彼が家を継ぐなら私は出なければならないし。親と関係性をどうのこうのするなら私は一歩引くつもりであった。49日の手配を姉たちと母と協力して行い法事当日。
連絡を取る手段がなかった弟が現れた。
ああこれも運命である
法事が終わり弟がこちらで仕事になるという話を父にしていた。本来は泊まるつもりではあったが、交流もあるだろうとさっさと退散させてもらうことにした。母は祖母が亡くなってほっとしただろう。あとかたずけがあるので色々と書類関係で忙しくなるだろうが、それでもだ。父は大好きな?母親が死んだから少しは気落ちするだろうが、父だし。どうにかなるだろう
いつもは1か月に1回。泊まりに行っていたが、弟がいるのだからいいだろうと半日や数時間の滞在にした。姉たちが来る日に合わせていくことも忘れない。ほどほどの距離を置きつつ交流することとした。良心に割いていた時間で身の回りのかたずけをしたりやりたかったことをすることにした
仕事を辞めるつもりはない
色々と趣味の時間を充実して過ごしていくことにした。読みたかった本を読み見たかったところに出かける計画を立てる。習いたかったことを独学で浅く学んでという風にちょろちょろと外に出ることを初めて見える景色が変わったような変わらないような。
時々母が止まりに来るようになった。
弟や父の愚痴をしつつ今までやりたかったという着物のリメイクをしている。楽しいのだろう。あれができた。これができたという話をしているのを見てよかったなとは思う。姉たちとは情報アプリでつながっていて写真やらなにやら送ってくれているので現状もある程度把握している。特に問題ないだろうと思いつつのんびりして過ごしている。
ふと力石を作り出したことを思い出した。作ってみるかと思うが、作り方が違ってくるだろうし法律だってできているはずだと通信教育で力石について勉強を始めた
やはりというか。色々と変わっていて生成するのも精製するのも規制があって昔のようにフリーで作ることは厳禁であった。結界の資格を取って生成する・精製する専門のものを作って制作しなくてはいけないこととなっている。一般の住宅でも資格をもって規定に沿って行うこととなっていた。
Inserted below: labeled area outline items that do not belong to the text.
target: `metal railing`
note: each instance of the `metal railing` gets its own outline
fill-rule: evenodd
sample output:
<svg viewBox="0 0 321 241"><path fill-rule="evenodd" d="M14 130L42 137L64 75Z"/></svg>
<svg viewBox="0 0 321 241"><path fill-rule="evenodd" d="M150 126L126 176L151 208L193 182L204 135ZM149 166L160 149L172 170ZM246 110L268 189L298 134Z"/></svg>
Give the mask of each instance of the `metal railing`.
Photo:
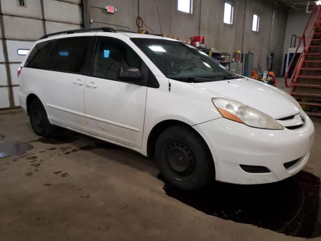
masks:
<svg viewBox="0 0 321 241"><path fill-rule="evenodd" d="M313 16L315 15L315 18L313 20L313 25L311 28L311 30L310 31L310 33L307 36L306 36L306 31L310 25L310 23L311 23L311 20L312 20ZM309 17L309 19L306 23L306 25L305 26L305 28L304 28L304 30L303 32L303 34L302 35L302 37L300 38L300 40L299 41L298 44L296 47L296 49L294 52L294 53L291 59L291 61L290 62L290 64L289 64L286 72L285 72L285 84L286 87L290 87L292 84L296 81L296 77L297 75L296 73L298 72L297 71L299 71L301 68L301 66L303 64L302 60L305 56L305 54L308 51L308 47L310 46L311 43L311 41L313 38L313 36L314 33L315 28L317 27L317 25L318 23L318 20L320 19L321 18L321 6L314 6L313 11L310 14L310 16ZM307 40L306 40L306 39ZM321 39L320 39L321 41ZM302 50L302 52L300 55L300 57L298 59L297 63L296 63L296 65L295 66L295 68L292 73L292 75L291 76L291 79L290 80L289 83L288 83L287 81L287 76L288 75L289 72L291 70L291 68L292 67L292 65L293 63L294 59L295 58L295 56L297 54L297 51L299 48L301 47L301 44L303 44L303 49Z"/></svg>

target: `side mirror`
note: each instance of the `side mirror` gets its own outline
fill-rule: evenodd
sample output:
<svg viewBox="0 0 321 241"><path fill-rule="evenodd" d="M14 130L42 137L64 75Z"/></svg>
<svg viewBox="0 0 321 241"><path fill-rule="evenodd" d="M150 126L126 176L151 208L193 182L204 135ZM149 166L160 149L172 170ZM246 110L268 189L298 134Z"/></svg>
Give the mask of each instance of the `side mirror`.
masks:
<svg viewBox="0 0 321 241"><path fill-rule="evenodd" d="M123 67L117 73L117 79L121 81L136 83L142 79L140 70L132 67Z"/></svg>

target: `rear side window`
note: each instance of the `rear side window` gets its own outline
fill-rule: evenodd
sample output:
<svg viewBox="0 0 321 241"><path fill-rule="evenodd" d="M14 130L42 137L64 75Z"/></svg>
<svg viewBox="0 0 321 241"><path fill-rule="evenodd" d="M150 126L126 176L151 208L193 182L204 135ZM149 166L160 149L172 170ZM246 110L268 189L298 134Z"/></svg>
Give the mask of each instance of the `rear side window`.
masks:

ざっと力石を作るほうを学び資格を取って生成・精製をできるようになった。実地もパスして売却もできる方の力石を生成・精製する技能を取った。最初は専門施設で生成・精製し結界に関する資格を勉強しつつ行うこと半年。もともとやっていたので実地は問題ないだろうと理論を重点的に学ぶ。
昔より洗礼されている理論を学び倫理を学ぶ
10年くらい離れていたが、色々とあったみたいだなと歴史を学びながら思いつつ一発でパスする勢いで学び実地は特につまずくこともなく昔取った杵柄だ。するっと合格して家でもできるようになった。
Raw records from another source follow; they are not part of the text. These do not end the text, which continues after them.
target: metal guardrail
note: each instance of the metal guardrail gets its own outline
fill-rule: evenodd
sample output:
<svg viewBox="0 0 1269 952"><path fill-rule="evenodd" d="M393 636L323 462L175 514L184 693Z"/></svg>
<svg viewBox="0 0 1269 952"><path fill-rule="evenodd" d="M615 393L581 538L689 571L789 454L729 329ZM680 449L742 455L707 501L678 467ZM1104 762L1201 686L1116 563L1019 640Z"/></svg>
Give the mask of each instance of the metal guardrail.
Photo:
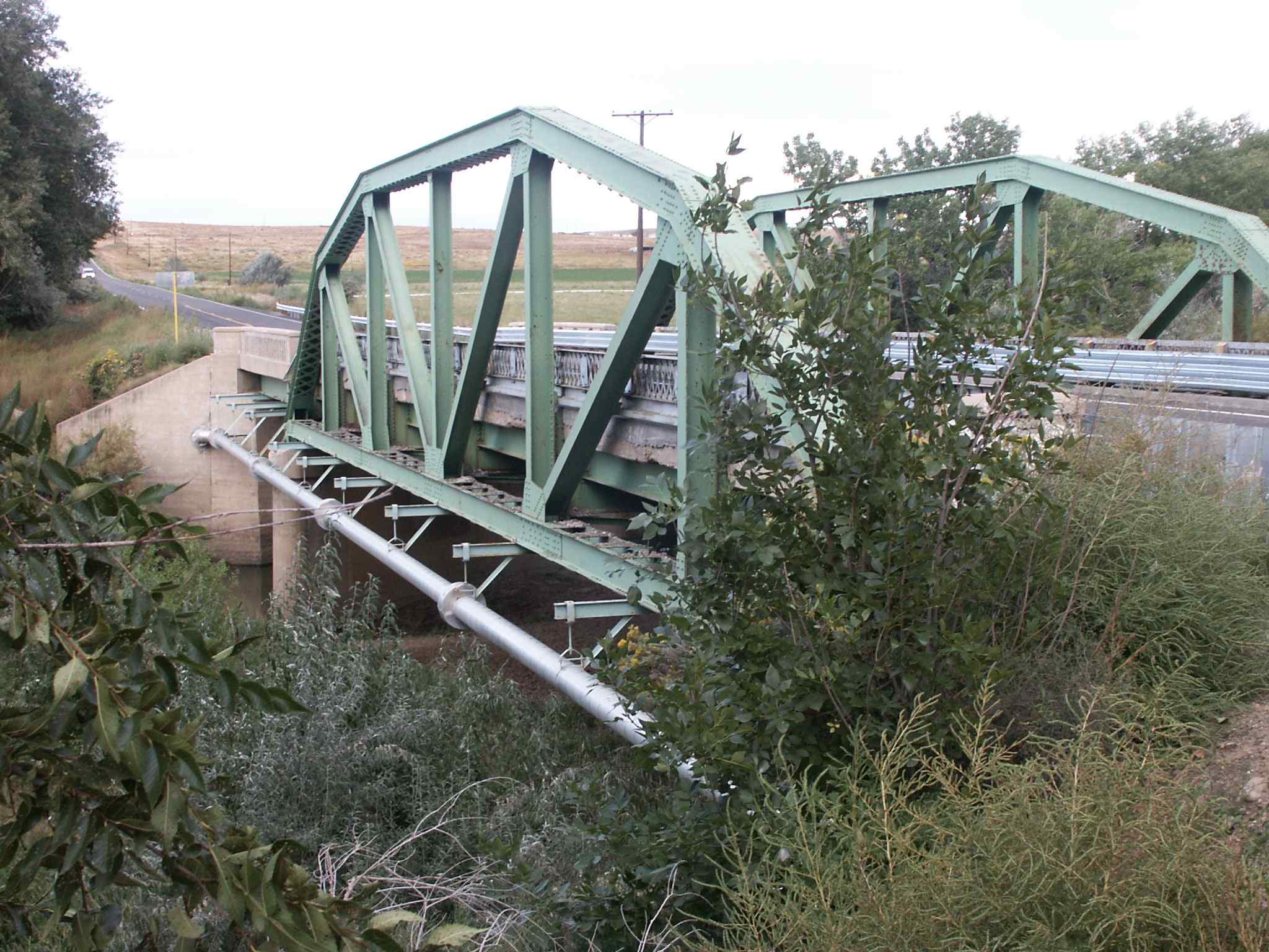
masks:
<svg viewBox="0 0 1269 952"><path fill-rule="evenodd" d="M286 314L303 314L302 307L278 305ZM353 317L364 324L364 317ZM400 341L392 333L395 321L388 321L388 362L404 367L405 358ZM430 366L430 348L426 345L431 327L420 324L424 353ZM466 355L467 327L454 327L454 371L462 369ZM612 331L561 330L556 333L556 383L561 387L586 390L590 387L612 340ZM891 357L906 364L916 335L896 334ZM362 340L364 336L359 335ZM634 369L627 396L673 404L678 400L676 367L678 340L675 330L657 331L648 340L643 359ZM1062 377L1071 383L1100 383L1110 386L1162 387L1184 392L1221 392L1242 396L1269 397L1269 344L1227 343L1202 340L1157 341L1152 348L1119 339L1082 339L1063 363ZM1155 344L1155 341L1151 341ZM1169 349L1164 349L1169 348ZM364 357L364 344L362 347ZM1226 350L1220 353L1218 350ZM1013 355L1009 348L991 348L978 362L986 376L999 373ZM497 343L490 357L489 377L524 380L524 330L504 327L497 331Z"/></svg>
サクッと作っていた力石を気の向くままに精製して品質をこれでもかと上げる。これ以上品質が上がらないというくらいまで内包されている霊力を練り上げて作りこむ。
こういうのは結構楽しい。
本質を追求するとか。そういうの楽しいなと思いつつ空を見上げながら力石を生成する。現在は生成するポイントを国が管理しているので、予約して行うことになっているが、全国各地に出向いて生成するのはちょっと経済的にも難しいという人向けに遠隔でできる技能がある。それを取ってがらがらのポイントで生成するようになった。
すっと生成する時間になったら登録した番号を携帯で打ち込み生成を開始するのを許可されたのを確認。一呼吸を置いて遠距離操作でポイントつなげる。霊力をつながったことを確認した後は生成陣を発動させる。決まった時間は1時間大体10個ほど作る感じで漂う冷気を集めつつ圧縮しつつ形にしていく。脳裏にはくるくると回りながら玉になっていく力石を感じつつ同時に発動していく。
楽しい
同時に10の陣を発動しつつ軽く精製をかける。
ポイント内の結界を微調整し生成と精製をしやすく行うことも楽しい。
すべて循環すら自分で調節し十全に自分で行うことは楽しい。
集中していると時間を忘れる。
携帯のアラームが鳴り45分がたったことを伝える。生成も精製をやめ。できたものを手元に転送しつつポイントの結界を緩やかに開放していく。15分後にはすべてきれいにあとかたずけをして一片のかけらも残さずに終う。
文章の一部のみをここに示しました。